Rispondiamo a monosillabi.
Si – eravamo dentro la
struttura prima dell’incendio.
No – non crediamo sia stato
un cortocircuito.
Si - siamo usciti dalla
finestra.
No – non siamo riusciti a
tirare nessuno fuori con noi… a dire il vero nemmeno ci abbiamo pensato.
Ci chiedono se abbiamo già
avvertito l’FBI, rispondo di no, rispondo che probabilmente già lo sanno.
Ci lasciano andare poco
convinti.
Ritorniamo all’Excelsor per
toglierci fumo, polvere, sudore e paura di dosso.
Non ci siamo rivolti la
parola.
Entrambi sappiamo che se la
Biocosmos è stata rasa al suolo, ci deve essere un motivo.

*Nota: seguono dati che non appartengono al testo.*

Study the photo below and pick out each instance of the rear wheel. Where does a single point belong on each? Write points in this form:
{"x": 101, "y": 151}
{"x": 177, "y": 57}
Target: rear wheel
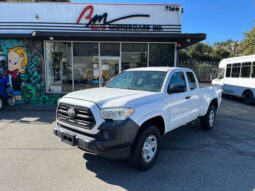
{"x": 248, "y": 97}
{"x": 207, "y": 121}
{"x": 146, "y": 148}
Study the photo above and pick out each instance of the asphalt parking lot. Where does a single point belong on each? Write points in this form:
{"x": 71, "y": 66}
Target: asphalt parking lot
{"x": 32, "y": 158}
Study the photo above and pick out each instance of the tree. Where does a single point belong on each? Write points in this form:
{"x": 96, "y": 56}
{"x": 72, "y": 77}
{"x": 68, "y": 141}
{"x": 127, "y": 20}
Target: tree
{"x": 249, "y": 42}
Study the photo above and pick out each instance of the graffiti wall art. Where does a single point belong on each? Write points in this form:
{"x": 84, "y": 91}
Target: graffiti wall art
{"x": 22, "y": 63}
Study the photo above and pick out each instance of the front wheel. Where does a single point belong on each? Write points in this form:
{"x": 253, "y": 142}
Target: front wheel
{"x": 207, "y": 121}
{"x": 1, "y": 102}
{"x": 248, "y": 97}
{"x": 146, "y": 148}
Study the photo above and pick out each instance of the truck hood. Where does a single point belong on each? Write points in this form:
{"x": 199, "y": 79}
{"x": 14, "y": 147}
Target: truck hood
{"x": 111, "y": 97}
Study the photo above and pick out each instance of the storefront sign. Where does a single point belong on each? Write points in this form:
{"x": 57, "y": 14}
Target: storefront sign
{"x": 82, "y": 17}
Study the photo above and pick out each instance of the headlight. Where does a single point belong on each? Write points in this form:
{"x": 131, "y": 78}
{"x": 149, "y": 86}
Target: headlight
{"x": 117, "y": 113}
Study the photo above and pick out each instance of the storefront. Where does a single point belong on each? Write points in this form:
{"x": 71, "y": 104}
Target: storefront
{"x": 55, "y": 48}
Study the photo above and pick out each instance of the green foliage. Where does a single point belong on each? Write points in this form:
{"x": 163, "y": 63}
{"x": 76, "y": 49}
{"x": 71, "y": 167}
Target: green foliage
{"x": 249, "y": 42}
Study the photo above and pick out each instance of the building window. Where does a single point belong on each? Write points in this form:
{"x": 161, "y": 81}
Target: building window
{"x": 236, "y": 70}
{"x": 161, "y": 54}
{"x": 85, "y": 65}
{"x": 110, "y": 49}
{"x": 133, "y": 55}
{"x": 59, "y": 67}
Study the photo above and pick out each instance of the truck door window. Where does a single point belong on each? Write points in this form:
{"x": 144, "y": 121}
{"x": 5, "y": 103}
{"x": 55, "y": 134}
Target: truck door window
{"x": 177, "y": 83}
{"x": 192, "y": 81}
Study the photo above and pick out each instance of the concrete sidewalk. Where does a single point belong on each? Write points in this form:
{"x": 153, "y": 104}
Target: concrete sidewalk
{"x": 31, "y": 107}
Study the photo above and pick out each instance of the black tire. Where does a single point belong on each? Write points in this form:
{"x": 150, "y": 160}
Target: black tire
{"x": 248, "y": 97}
{"x": 205, "y": 121}
{"x": 1, "y": 103}
{"x": 136, "y": 158}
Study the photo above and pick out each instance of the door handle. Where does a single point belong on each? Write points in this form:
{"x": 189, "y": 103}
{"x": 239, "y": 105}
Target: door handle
{"x": 188, "y": 97}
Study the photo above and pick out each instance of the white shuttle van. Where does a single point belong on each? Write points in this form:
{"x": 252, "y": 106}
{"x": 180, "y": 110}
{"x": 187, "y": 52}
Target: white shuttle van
{"x": 238, "y": 77}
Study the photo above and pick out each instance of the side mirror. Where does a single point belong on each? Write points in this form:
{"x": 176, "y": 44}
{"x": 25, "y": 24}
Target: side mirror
{"x": 175, "y": 88}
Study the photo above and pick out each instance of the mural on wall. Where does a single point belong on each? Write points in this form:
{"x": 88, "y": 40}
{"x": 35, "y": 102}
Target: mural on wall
{"x": 24, "y": 60}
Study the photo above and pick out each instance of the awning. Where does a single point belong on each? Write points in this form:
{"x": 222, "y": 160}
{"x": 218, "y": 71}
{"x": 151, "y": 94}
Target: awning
{"x": 183, "y": 39}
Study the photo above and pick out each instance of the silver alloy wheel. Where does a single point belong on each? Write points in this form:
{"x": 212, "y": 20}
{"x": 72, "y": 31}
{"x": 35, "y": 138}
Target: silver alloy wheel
{"x": 211, "y": 118}
{"x": 150, "y": 147}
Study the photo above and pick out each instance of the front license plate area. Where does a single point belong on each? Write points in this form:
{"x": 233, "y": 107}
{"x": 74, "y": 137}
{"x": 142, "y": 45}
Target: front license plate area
{"x": 69, "y": 139}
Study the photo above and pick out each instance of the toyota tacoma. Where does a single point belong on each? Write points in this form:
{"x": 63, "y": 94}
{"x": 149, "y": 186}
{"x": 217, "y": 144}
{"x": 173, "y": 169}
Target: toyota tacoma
{"x": 128, "y": 117}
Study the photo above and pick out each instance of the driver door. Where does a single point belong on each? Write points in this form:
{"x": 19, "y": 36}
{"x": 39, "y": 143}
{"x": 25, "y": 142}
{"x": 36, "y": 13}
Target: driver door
{"x": 177, "y": 109}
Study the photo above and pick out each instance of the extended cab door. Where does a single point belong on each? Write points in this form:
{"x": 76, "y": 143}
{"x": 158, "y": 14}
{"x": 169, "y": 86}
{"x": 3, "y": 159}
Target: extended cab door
{"x": 194, "y": 94}
{"x": 177, "y": 102}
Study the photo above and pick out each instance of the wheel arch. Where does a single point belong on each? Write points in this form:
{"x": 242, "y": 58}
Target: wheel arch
{"x": 248, "y": 90}
{"x": 215, "y": 103}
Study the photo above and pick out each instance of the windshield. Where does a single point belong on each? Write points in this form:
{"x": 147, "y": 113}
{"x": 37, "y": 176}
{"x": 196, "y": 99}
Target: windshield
{"x": 139, "y": 80}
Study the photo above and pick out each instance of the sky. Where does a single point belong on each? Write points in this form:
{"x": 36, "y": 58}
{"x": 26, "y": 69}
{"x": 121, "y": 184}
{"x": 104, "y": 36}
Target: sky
{"x": 219, "y": 19}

Ed entrambi pensiamo sia lo
stesso motivo che il compianto Karpenter ci ha rivelato proprio prima di venire
ammazzato.
Ed ero sotto i nostri
piedi, quel motivo, al di là di quella porta di ferro… non ci sono dubbi in
proposito.
Karpenter ha parlato di
urgenza… di ‘sconsideratezze’.
Alludeva alla Applied e a
Dallas.
Ora so cosa significava.
Ma sento uno strano peso
nel petto… dico ‘strano’ perché è diverso da quello che ormai mi sono abituato
ad indossare come una cazzo di cravatta di piombo ogni giorno della mia fottuta
esistenza.
Un peso.
Grosso, ingombrante… in
mezzo al petto.
E non è né il fumo di quel
dannato incendio, né la fatica.
Non è neppure la solita
rabbia verso il destino che mi fa essere sempre nel posto sbagliato al momento
sbagliato.
Sento la terra tremare e
micro-esplosioni tra le pareti del mio cranio.
Mi sento coinvolto e
disconnesso da tutto nello stesso preciso istante.
Le poche cose che avevamo
portato occupano già il vano davanti alla porta.
Tutto è arrangiato con la
hall.
Tutto è pronto per partire…
tranne io.
Che stringo i pugni
inesorabilmente vuoti mentre aspetto che Diana esca dal bagno e mi raggiunga.
Seduto sulla sedia
imbottita dell’altica scrivania, guardo di fronte a me e non vedo niente.
Ho le tessere di questo
fottuto puzzle proprio davanti agli occhi.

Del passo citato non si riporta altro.